First, we have a direct need for the functionality in the standard library, and necessity remains the mother of invention. The embedded files draft design aims to add direct support for embedded files to the go command, which raises the question of how to integrate them with the rest of the standard library. For example, a common use for embedded files is to parse them as templates or serve them directly over HTTP. Without this design, we'd need to define specific methods in those packages for accepting embedded files. Defining a file system interface lets us instead add general new methods that will apply not just to embedded files but also ZIP files and any other kind of resource presented as an FS implementation.

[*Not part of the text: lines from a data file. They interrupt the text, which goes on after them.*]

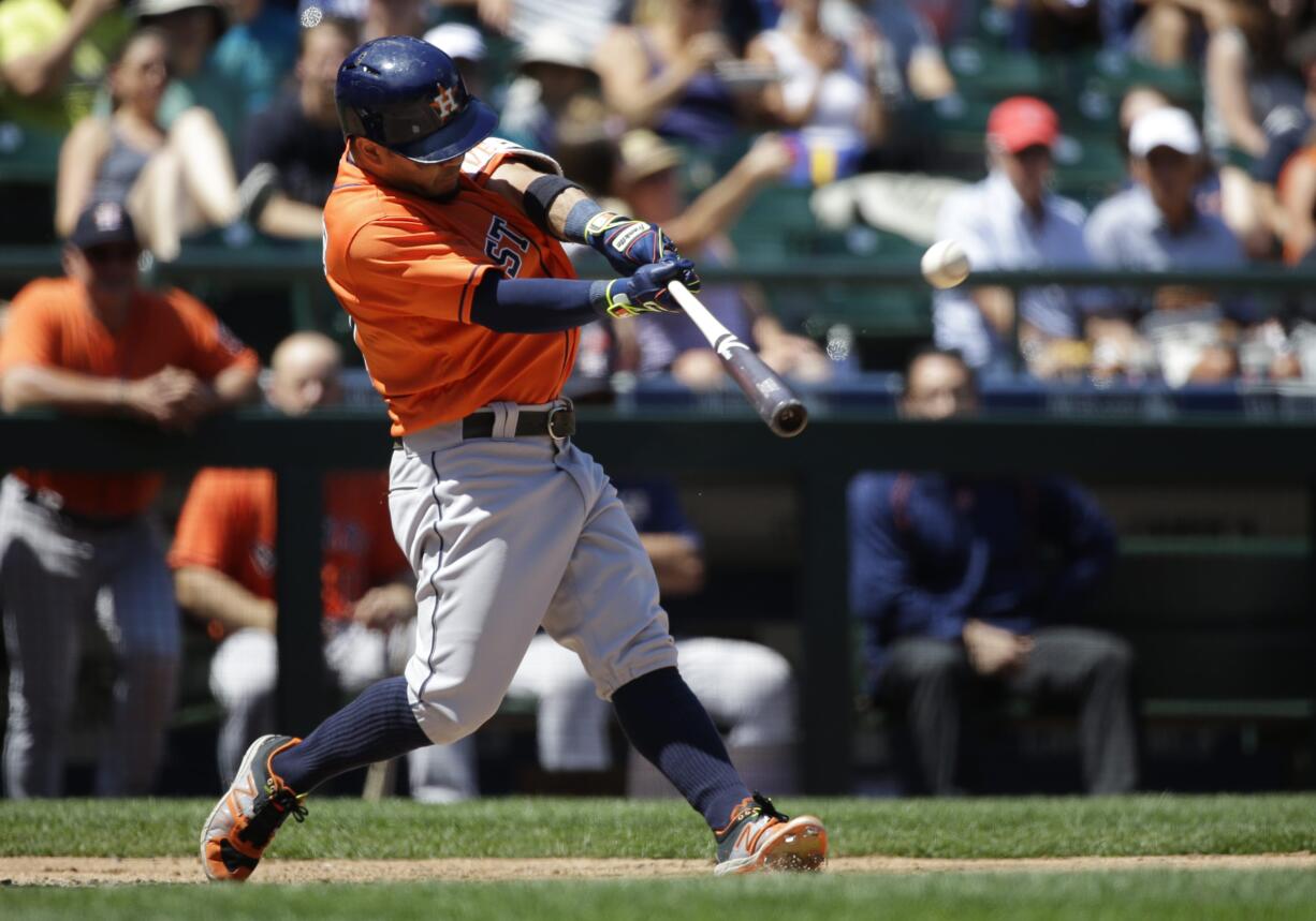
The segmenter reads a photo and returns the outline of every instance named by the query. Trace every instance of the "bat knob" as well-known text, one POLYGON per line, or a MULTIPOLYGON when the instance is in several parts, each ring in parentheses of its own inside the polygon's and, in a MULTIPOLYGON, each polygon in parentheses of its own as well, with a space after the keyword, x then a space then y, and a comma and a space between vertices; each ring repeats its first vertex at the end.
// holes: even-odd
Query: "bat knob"
POLYGON ((790 399, 779 405, 772 411, 772 418, 767 423, 776 435, 782 438, 795 438, 804 431, 809 422, 809 411, 799 399, 790 399))

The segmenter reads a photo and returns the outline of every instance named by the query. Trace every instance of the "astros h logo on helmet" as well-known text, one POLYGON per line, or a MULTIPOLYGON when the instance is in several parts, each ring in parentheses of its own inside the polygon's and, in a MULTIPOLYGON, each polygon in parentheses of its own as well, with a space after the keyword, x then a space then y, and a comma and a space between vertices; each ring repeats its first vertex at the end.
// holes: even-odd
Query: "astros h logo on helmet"
POLYGON ((434 95, 434 100, 429 104, 429 108, 438 113, 440 125, 446 125, 462 110, 462 102, 457 97, 457 87, 440 84, 437 89, 438 92, 434 95))

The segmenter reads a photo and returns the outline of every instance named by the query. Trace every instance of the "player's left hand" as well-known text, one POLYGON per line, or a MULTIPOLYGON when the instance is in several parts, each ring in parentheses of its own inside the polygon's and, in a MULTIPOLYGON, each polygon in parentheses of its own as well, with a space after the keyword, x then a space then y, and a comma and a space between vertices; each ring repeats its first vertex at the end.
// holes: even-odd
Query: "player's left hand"
POLYGON ((604 309, 619 318, 644 313, 680 313, 667 284, 684 281, 694 273, 695 263, 688 259, 663 259, 641 265, 629 279, 613 279, 608 282, 604 289, 604 309))
MULTIPOLYGON (((584 242, 603 254, 619 275, 626 276, 634 275, 641 265, 680 256, 676 244, 657 223, 612 212, 600 212, 590 219, 584 242)), ((699 276, 694 272, 682 281, 691 290, 699 290, 699 276)))

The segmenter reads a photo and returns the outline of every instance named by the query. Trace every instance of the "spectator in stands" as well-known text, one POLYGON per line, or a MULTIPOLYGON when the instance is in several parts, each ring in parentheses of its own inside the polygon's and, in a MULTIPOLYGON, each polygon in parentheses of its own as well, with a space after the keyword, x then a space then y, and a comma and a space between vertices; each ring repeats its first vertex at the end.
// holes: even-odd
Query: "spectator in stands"
POLYGON ((240 85, 218 68, 212 54, 224 35, 226 20, 220 0, 136 0, 142 25, 164 33, 170 84, 161 100, 158 120, 166 129, 182 113, 201 106, 215 116, 237 159, 247 114, 240 85))
POLYGON ((1203 134, 1220 164, 1225 223, 1254 258, 1270 255, 1266 202, 1249 167, 1266 155, 1265 124, 1275 110, 1302 110, 1303 87, 1283 67, 1283 33, 1265 3, 1221 0, 1207 8, 1203 134))
POLYGON ((888 114, 878 89, 876 29, 859 16, 838 38, 822 26, 822 0, 783 0, 776 28, 755 37, 751 62, 776 71, 763 87, 762 108, 782 127, 800 133, 807 151, 822 148, 853 172, 887 134, 888 114))
MULTIPOLYGON (((1132 179, 1134 173, 1134 160, 1137 159, 1129 152, 1129 131, 1133 130, 1133 122, 1141 118, 1148 112, 1153 109, 1173 108, 1170 97, 1166 96, 1161 89, 1145 84, 1136 84, 1129 87, 1124 96, 1120 99, 1119 122, 1120 122, 1120 137, 1119 145, 1120 151, 1124 154, 1124 167, 1128 177, 1125 179, 1125 188, 1132 185, 1134 180, 1132 179)), ((1202 214, 1215 215, 1228 223, 1228 215, 1224 213, 1224 201, 1221 200, 1220 191, 1220 172, 1216 169, 1215 163, 1205 155, 1198 158, 1198 184, 1192 193, 1192 201, 1198 212, 1202 214)), ((1261 201, 1257 205, 1261 206, 1261 201)), ((1240 209, 1234 209, 1236 217, 1244 214, 1240 209)), ((1234 233, 1234 236, 1242 239, 1242 235, 1249 231, 1259 231, 1261 236, 1257 239, 1257 246, 1259 250, 1266 250, 1269 247, 1269 235, 1263 226, 1257 225, 1253 217, 1246 217, 1244 214, 1244 221, 1238 227, 1229 226, 1234 233)))
POLYGON ((595 54, 608 106, 630 127, 696 147, 725 146, 757 114, 762 83, 737 79, 745 92, 733 89, 729 74, 742 62, 721 17, 722 0, 640 0, 634 25, 612 29, 595 54))
MULTIPOLYGON (((911 361, 907 418, 976 406, 958 355, 911 361)), ((866 472, 850 482, 848 508, 850 607, 863 623, 869 692, 907 737, 911 790, 954 794, 973 779, 965 729, 995 688, 1076 699, 1086 790, 1136 787, 1132 653, 1104 631, 1071 625, 1115 553, 1087 494, 1059 477, 866 472)))
MULTIPOLYGON (((1129 152, 1134 185, 1101 202, 1087 225, 1099 265, 1161 272, 1246 264, 1224 222, 1194 202, 1202 135, 1187 112, 1145 113, 1129 133, 1129 152)), ((1221 305, 1213 292, 1167 286, 1116 301, 1090 319, 1088 335, 1099 365, 1140 371, 1154 349, 1161 373, 1178 386, 1236 374, 1234 326, 1252 322, 1245 301, 1221 305)))
POLYGON ((558 130, 582 121, 582 106, 594 106, 592 121, 604 114, 588 50, 575 35, 550 25, 520 46, 516 59, 517 76, 507 89, 499 137, 557 156, 558 130))
MULTIPOLYGON (((1016 96, 994 108, 988 176, 942 202, 937 238, 959 240, 979 271, 1091 267, 1083 209, 1049 191, 1058 137, 1059 120, 1041 100, 1016 96)), ((1017 297, 1003 288, 940 292, 936 342, 961 351, 983 373, 1007 373, 1017 325, 1028 367, 1038 376, 1058 374, 1087 363, 1080 340, 1090 297, 1055 285, 1025 288, 1017 297)))
MULTIPOLYGON (((761 137, 749 152, 695 201, 686 204, 676 167, 680 152, 651 131, 634 130, 621 139, 616 191, 632 214, 658 223, 678 248, 701 265, 733 259, 725 231, 741 210, 769 183, 791 167, 790 151, 776 135, 761 137)), ((758 293, 733 285, 704 285, 700 300, 741 339, 754 343, 778 373, 804 381, 822 381, 832 365, 821 348, 805 336, 787 332, 780 321, 759 303, 758 293)), ((626 331, 619 330, 624 335, 626 331)), ((638 371, 669 371, 694 389, 725 385, 721 360, 697 328, 676 314, 649 314, 634 325, 638 371), (675 321, 675 322, 672 322, 675 321)))
MULTIPOLYGON (((186 431, 255 392, 255 355, 199 301, 138 288, 137 236, 114 202, 78 219, 66 279, 13 301, 0 346, 7 411, 50 407, 186 431)), ((157 473, 14 470, 0 494, 0 608, 9 656, 5 792, 58 796, 79 632, 108 590, 118 656, 96 790, 151 790, 172 711, 179 623, 149 507, 157 473)))
MULTIPOLYGON (((224 5, 229 28, 211 53, 211 66, 241 97, 246 122, 274 101, 296 64, 297 18, 276 0, 224 0, 224 5)), ((240 146, 242 139, 233 142, 240 146)))
MULTIPOLYGON (((699 532, 687 520, 672 482, 620 478, 615 486, 649 553, 663 599, 683 598, 704 586, 699 532)), ((790 662, 769 646, 744 640, 682 637, 680 674, 713 721, 726 732, 737 769, 754 788, 792 791, 799 738, 796 692, 790 662)), ((537 704, 540 766, 550 773, 597 773, 612 766, 612 708, 597 696, 580 658, 540 632, 508 688, 537 704)), ((432 761, 429 786, 475 796, 474 752, 443 746, 432 761), (446 759, 446 763, 443 763, 446 759), (449 780, 449 778, 454 778, 449 780)), ((630 795, 675 794, 651 767, 632 758, 630 795)))
POLYGON ((237 181, 228 142, 209 110, 192 106, 168 130, 159 108, 167 81, 164 33, 133 34, 109 68, 113 110, 79 121, 59 152, 55 230, 67 235, 91 204, 122 205, 162 260, 182 239, 237 218, 237 181))
POLYGON ((0 0, 0 117, 63 135, 130 28, 117 0, 0 0))
MULTIPOLYGON (((542 29, 565 29, 592 54, 632 0, 440 0, 440 5, 474 5, 486 28, 529 45, 542 29)), ((463 74, 466 71, 462 71, 463 74)))
MULTIPOLYGON (((271 363, 270 402, 287 415, 342 395, 342 355, 318 332, 284 339, 271 363)), ((275 477, 271 470, 207 468, 197 473, 178 522, 168 564, 179 604, 222 637, 211 690, 224 707, 221 783, 237 773, 251 740, 271 732, 278 646, 275 477)), ((338 687, 358 692, 399 674, 413 645, 415 583, 388 523, 388 481, 379 472, 325 481, 321 568, 324 652, 338 687)), ((426 749, 413 757, 424 758, 426 749)))
POLYGON ((241 198, 246 219, 265 234, 318 240, 324 233, 321 214, 343 151, 334 83, 354 47, 347 20, 304 29, 296 84, 251 122, 241 198))

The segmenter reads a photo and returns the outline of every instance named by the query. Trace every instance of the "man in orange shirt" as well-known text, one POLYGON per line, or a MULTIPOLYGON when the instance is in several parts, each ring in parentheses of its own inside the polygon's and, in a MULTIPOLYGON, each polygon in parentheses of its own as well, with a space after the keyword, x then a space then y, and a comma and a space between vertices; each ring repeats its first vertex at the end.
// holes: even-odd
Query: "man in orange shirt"
POLYGON ((347 151, 325 205, 325 272, 397 439, 393 533, 416 570, 405 677, 305 740, 263 736, 201 829, 211 879, 246 879, 305 795, 342 771, 458 741, 494 715, 542 625, 576 653, 636 749, 713 832, 717 874, 817 868, 826 833, 751 795, 676 671, 653 565, 561 398, 578 327, 674 309, 694 264, 604 212, 497 117, 451 59, 390 37, 338 70, 347 151), (562 242, 622 275, 580 281, 562 242))
MULTIPOLYGON (((295 332, 274 351, 270 403, 287 415, 342 395, 342 353, 318 332, 295 332)), ((325 482, 321 568, 325 661, 343 691, 401 671, 416 616, 416 587, 388 522, 383 472, 345 472, 325 482), (396 666, 392 665, 396 662, 396 666)), ((225 709, 221 783, 237 774, 247 744, 274 724, 275 478, 271 470, 207 468, 179 516, 168 564, 179 604, 211 623, 222 642, 211 690, 225 709)))
MULTIPOLYGON (((199 301, 138 288, 132 219, 113 202, 78 219, 64 279, 13 300, 0 344, 7 411, 50 407, 186 431, 255 393, 255 355, 199 301)), ((174 702, 178 608, 147 508, 157 473, 14 470, 0 491, 0 607, 9 656, 5 791, 58 796, 78 635, 103 589, 122 674, 101 748, 101 795, 151 788, 174 702)))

Second, we have more experience with how to use optional interfaces well. Previous attempts at file system interfaces floundered in the complexity of defining a complete set of operations. The results were unwieldy to implement. This design reduces the necessary implementation to an absolute minimum, with the extension pattern allowing the provision of new functionality, even by third-party packages.

Why not http.FileServer?

The http.FileServer and http.File interfaces are clearly one of the inspirations for the new fs.FS and fs.File, and they have been used beyond HTTP. But they are not quite right: every File need not be required to implement Seek and Readdir. As noted earlier, text/template and html/template are perfectly happy reading from a collection of non-seekable files (for example, a ZIP archive). It doesn‘t make sense to impose HTTP’s requirements on all file systems.

If we are to encourage use of a general interface well beyond HTTP, it is worth getting right; the cost is only minimal adaptation of existing http.FileServer implementations. It should also be easy to write general adapters in both directions.

Why not in golang.org/x?

New API sometimes starts in golang.org/x; for example, context was originally golang.org/x/net/context. That‘s not an option here, because one of the key parts of the design is to define good integrations with the standard library, and those APIs can’t expose references togolang.org/x. (At that point, the APIs might as well be in the standard library.)

Compatibility

This is all new API. There are no conflicts with the compatibility guidelines.

If we'd had io/fs before Go 1, some API might have been avoided.

Implementation

A prototype implementation is available.